Aug 30, 2010, 4:09 PM
Village Development Committees in eight circuits within Central River Region north were recently sensitised on the concept of Primary Health Care.
The sensitisation campaign was held in various meetings in the region courtesy of a UNICEF funding.
Speaking at the meetings, Ebba Secka, regional principal nursing officer, said it was in 1998 that world leaders met at Alma-ata in Russia and conceptualised the primary health care (PHC) strategy, and following this conference individual countries adopted the strategy and for The Gambia in 1979.
The Gambia health system, according to him, adopted the PHC strategy as indicated in the Gambia Health Policy: “Health is Wealth”.
This system, he continued, is in three tiers; that is, Primary Level Village Health Services and Community clinic, Secondary Level-Minor and Major Health Centres and Tertiary-Level Hospitals and the referral teaching hospital.
However, he said that health is seen as a resource for everyday life, and not only the objective of living.
Health is a positive concept emphasising social and personal resources, as well as physical capacities.
Health, he told his audience, is defined as state of physical, metal and social wellbeing, but not merely the absence of diseases or infirmity, adding that this definition is very ambitious and therefore a healthy person is the one not examined enough.
Therefore, striving to attain better health requires the participation of all individuals, families, communities and the nation as a whole, he says.
He revealed that Central River Region (CRR) is the biggest health region in The Gambia with very poor health indicators, adding that CRR has a current projected population of 266,270 as of December 2012 (2003 census projected data.)
PHC is an essential health care base of practical, scientifically sound and socially acceptable method and technology made universally accessible to individuals and families in the community through their full participation and at the cost the country can afford to maintain at every stage of their development in the spirit of self-reliance and self-determination.
Principles of health care, he stated, is one of total human development, social, educational and economic, adding that health care should be available and accessible to all communities.
According to him health care should be affordable, acceptable and appropriate thus relevant to the main health problems of an area.
Malick Choi, senior community health nursing tutor at regional health team for CRR, said strategies to implement PHC include intersectoral collaboration that calls for collaboration of all departments, agriculture, community, education, communication, etc.

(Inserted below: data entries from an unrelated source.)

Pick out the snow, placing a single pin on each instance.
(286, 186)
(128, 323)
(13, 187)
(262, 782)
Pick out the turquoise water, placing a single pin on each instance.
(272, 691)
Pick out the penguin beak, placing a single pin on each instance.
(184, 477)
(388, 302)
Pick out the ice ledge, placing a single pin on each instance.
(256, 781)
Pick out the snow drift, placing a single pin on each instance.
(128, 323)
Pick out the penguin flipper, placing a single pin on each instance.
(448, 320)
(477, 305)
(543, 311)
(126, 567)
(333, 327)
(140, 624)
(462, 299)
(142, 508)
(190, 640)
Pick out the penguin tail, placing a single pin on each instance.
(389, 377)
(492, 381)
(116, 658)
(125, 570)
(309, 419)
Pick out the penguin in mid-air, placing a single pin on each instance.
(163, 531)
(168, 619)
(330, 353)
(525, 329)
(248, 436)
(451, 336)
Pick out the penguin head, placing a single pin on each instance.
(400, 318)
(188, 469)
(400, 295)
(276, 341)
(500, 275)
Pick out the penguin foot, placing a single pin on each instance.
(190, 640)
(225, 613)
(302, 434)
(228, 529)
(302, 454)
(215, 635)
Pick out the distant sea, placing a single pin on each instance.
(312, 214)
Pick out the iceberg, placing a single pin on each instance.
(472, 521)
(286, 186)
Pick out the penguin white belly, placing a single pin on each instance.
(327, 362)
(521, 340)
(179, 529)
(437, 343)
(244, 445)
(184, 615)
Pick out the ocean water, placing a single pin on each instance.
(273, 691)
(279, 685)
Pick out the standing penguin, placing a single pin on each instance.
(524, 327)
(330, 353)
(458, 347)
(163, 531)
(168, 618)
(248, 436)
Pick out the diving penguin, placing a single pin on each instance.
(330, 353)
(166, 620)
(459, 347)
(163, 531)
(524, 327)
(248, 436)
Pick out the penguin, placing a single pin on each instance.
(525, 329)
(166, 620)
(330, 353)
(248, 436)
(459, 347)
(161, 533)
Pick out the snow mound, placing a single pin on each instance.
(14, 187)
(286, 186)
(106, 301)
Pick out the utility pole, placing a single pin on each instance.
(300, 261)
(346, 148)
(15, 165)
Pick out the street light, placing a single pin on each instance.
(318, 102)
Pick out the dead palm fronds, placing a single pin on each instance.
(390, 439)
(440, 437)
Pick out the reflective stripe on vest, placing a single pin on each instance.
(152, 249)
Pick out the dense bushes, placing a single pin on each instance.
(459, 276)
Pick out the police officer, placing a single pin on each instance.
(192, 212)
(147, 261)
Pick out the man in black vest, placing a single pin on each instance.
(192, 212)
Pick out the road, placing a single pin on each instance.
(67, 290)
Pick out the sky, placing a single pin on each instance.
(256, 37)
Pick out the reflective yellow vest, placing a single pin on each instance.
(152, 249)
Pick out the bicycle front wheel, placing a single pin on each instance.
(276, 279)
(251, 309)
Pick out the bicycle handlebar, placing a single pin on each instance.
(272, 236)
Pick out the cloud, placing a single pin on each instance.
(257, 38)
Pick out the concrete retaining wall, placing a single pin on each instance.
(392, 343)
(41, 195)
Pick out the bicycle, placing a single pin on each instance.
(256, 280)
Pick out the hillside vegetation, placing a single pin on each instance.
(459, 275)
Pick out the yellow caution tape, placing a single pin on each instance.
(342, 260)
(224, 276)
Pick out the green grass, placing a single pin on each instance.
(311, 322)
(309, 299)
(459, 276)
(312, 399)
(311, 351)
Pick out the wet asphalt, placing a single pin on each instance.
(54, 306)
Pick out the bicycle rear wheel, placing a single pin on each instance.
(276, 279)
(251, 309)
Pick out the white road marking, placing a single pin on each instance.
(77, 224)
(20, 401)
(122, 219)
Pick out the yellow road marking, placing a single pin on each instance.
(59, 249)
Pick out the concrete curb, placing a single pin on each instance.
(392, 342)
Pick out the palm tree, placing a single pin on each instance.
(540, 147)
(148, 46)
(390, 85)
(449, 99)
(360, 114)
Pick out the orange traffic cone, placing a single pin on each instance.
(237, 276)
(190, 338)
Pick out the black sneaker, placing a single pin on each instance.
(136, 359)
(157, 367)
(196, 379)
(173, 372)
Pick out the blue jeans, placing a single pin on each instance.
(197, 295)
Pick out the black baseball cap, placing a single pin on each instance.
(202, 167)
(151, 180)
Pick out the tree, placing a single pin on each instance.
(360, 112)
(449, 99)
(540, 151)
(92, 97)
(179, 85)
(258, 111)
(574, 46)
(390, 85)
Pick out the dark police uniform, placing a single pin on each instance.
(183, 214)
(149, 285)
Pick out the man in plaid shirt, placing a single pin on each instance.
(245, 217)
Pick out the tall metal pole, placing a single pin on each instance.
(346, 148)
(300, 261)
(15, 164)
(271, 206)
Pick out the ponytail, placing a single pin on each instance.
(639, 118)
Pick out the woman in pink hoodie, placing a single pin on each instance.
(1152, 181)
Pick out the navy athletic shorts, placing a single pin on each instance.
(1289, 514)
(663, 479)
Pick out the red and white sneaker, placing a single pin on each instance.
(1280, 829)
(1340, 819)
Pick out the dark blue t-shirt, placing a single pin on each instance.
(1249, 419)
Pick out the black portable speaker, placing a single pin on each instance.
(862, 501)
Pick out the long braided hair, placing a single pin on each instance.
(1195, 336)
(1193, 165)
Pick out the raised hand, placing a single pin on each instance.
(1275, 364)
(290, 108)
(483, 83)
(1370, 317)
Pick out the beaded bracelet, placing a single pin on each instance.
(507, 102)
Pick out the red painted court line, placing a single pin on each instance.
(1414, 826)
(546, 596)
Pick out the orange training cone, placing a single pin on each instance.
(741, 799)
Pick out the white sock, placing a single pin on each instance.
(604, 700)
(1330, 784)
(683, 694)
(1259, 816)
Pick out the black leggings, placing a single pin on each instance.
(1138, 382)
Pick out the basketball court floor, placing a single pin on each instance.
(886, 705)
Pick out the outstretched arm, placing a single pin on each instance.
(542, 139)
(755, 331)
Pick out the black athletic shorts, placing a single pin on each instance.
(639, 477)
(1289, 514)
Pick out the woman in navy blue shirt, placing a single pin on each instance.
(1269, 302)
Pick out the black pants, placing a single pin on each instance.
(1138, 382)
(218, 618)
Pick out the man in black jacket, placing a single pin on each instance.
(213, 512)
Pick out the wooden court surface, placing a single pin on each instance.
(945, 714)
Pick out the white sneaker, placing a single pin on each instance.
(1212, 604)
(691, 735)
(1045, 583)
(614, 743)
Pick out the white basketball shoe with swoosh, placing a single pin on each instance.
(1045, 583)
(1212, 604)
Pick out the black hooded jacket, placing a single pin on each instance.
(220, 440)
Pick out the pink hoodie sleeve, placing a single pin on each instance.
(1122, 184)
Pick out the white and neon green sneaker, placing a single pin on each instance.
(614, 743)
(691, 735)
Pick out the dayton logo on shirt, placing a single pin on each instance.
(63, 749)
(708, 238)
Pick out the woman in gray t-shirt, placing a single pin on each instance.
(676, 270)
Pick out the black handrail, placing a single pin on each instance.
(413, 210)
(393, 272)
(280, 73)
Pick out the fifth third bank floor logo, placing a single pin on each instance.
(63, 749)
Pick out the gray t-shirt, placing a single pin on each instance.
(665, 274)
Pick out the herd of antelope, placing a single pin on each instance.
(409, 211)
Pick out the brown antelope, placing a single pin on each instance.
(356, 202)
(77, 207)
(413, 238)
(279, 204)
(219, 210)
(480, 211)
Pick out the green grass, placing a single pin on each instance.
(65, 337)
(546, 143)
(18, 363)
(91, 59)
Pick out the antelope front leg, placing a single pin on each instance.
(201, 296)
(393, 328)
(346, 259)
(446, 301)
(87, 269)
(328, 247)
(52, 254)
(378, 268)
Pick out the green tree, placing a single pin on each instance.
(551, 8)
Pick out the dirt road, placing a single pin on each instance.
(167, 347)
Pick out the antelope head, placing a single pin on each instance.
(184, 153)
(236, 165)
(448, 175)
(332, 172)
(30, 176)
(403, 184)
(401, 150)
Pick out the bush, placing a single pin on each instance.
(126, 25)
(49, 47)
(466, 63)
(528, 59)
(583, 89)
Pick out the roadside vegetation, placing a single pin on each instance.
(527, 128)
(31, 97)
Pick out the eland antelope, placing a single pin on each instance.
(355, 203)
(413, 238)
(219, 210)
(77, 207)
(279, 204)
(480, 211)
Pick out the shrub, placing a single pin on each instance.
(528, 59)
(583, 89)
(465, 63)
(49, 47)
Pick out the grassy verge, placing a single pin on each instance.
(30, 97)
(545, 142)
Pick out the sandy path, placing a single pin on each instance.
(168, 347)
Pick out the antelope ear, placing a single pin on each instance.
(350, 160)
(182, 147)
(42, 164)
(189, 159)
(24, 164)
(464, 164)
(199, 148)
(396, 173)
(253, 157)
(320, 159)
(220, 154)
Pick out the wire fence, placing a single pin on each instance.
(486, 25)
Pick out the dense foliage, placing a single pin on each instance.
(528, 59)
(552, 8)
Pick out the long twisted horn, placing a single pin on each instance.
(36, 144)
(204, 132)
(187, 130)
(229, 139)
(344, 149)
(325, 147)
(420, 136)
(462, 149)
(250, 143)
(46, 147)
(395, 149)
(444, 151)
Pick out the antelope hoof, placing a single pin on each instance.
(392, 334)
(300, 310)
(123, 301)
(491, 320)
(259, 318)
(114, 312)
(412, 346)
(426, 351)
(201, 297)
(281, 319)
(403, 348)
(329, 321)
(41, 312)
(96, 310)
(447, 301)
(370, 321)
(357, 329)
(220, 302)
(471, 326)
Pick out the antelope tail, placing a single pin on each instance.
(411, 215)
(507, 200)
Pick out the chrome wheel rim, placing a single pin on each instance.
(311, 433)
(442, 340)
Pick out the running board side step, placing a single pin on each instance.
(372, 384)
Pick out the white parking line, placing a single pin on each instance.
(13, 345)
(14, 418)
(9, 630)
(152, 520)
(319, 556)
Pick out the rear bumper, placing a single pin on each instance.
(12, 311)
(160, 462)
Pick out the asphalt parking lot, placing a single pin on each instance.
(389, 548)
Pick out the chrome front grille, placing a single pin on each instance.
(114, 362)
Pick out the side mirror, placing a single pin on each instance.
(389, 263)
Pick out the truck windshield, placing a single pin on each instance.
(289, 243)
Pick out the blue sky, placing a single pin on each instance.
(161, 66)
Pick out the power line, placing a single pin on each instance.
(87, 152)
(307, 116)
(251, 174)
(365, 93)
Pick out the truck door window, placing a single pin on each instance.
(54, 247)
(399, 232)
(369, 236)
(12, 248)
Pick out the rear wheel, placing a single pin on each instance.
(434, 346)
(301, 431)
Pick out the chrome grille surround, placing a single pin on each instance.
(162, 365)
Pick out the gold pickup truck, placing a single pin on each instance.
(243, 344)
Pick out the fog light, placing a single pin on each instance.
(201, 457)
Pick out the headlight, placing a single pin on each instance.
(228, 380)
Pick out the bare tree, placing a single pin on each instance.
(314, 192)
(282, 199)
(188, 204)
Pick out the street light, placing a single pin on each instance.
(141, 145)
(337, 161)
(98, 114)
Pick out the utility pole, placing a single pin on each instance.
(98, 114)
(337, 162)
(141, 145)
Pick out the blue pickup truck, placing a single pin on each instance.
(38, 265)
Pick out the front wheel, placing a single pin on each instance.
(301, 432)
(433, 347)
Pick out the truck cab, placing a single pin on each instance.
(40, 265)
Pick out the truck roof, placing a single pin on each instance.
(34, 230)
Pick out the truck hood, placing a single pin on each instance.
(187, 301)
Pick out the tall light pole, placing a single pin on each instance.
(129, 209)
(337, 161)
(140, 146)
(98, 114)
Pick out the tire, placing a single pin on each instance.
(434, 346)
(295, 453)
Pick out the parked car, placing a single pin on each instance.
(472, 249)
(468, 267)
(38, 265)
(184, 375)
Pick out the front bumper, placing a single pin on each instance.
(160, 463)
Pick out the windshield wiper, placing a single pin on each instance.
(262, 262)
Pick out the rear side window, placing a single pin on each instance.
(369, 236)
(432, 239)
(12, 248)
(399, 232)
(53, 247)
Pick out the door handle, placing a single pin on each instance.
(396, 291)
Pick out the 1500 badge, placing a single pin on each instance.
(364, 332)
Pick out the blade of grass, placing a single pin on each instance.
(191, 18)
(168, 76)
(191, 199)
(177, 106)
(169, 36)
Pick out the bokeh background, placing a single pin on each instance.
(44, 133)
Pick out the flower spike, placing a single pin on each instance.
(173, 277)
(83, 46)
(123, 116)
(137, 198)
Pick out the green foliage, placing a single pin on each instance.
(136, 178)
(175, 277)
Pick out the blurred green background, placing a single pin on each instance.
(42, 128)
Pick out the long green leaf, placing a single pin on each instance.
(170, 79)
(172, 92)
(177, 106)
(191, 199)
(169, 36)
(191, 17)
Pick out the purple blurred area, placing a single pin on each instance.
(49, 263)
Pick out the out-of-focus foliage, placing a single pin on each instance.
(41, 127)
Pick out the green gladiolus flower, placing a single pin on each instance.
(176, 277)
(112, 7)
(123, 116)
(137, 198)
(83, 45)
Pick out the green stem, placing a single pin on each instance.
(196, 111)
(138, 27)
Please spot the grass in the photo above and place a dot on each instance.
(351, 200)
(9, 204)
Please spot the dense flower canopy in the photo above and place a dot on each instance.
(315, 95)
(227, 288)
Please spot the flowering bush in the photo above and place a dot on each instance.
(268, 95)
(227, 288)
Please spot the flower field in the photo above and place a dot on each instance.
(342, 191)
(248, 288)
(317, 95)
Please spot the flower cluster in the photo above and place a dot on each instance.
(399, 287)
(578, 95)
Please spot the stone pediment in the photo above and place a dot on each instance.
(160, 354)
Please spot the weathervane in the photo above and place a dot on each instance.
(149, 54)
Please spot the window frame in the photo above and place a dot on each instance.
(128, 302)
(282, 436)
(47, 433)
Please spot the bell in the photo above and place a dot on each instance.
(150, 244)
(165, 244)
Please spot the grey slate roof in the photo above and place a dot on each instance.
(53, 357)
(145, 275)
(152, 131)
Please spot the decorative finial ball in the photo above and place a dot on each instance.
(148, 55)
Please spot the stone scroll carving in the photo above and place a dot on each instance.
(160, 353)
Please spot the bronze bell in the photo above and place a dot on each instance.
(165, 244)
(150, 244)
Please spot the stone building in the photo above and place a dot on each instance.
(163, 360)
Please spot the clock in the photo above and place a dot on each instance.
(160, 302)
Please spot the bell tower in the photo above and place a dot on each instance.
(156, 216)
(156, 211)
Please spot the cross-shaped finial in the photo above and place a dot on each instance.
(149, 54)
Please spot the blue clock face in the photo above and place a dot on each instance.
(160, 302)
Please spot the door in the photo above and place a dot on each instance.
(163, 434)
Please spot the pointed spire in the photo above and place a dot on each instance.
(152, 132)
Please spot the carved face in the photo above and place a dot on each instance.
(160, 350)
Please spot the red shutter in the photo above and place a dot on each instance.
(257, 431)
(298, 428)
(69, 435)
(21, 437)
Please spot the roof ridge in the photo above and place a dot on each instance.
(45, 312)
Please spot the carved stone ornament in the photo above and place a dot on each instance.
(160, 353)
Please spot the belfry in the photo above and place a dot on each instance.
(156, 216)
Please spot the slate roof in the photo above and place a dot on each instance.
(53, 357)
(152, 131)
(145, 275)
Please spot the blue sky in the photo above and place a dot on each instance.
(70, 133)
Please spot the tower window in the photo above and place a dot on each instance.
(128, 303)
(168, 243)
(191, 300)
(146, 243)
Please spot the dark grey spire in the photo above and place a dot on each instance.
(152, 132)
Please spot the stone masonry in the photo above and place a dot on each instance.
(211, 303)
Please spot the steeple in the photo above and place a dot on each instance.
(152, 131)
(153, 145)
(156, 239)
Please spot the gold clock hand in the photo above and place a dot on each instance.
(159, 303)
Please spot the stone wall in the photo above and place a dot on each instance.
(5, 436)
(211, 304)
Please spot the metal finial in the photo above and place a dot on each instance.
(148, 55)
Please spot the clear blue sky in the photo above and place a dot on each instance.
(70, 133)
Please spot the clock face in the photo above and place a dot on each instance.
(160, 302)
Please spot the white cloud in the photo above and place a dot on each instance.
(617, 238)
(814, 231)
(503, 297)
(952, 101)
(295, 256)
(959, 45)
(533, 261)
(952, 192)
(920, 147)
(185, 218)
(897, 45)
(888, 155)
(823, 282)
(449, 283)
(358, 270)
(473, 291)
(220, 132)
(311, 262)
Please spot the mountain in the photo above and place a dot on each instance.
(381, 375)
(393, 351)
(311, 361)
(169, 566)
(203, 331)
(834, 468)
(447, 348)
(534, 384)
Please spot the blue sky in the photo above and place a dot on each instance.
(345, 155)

Prevention of diseases and promotion of health, availability of basic infrastructure, referral system should be an established referral networking system; village health workers, TBAs, and VDCs should be selected and trained to work in the community; health education is fundamental and should be ongoing; full community participation is required as well as provision of essential drugs.
Alpha Mballow, regional nutrition field officer who doubles as the facilitator, said national nutrition agency and the ministry of health collaborate to support the PHC villages.
He added that PHC villages are clustered into circuits and the sensitization trainings are done in cluster based in each circuit.
Mr Sarjo Sanneh, community development assistant, said the formation of VDCs is required by the Local Government Act 2002 as an entry point to any community.
Village Development Committee (VDC) is a representative local committee unanimously selected by villagers to lead and serve as entry point for all development issues of particular village or community.
VDC required membership 12-15 people and the representation must come from all Kabilos; ladies should be represented by a ladies president; there should be head of the youths, Village Health Workers, Traditional Birth Attendance, any other active member of the community deemed fitting, and alkali and Imams serve as advisers in the committees.
He said VDCs are selected through a village meeting, the roles and responsibilities of a VDC clearly explained, participation should be voluntary, selection process should be objective, and an executive should be formed right away.
Mustapha A.M. Joof, community health nurse at Njau circuit, said PHC can only be effective if the VDCs take their responsibilities and urge them to do so for the interest of their communities.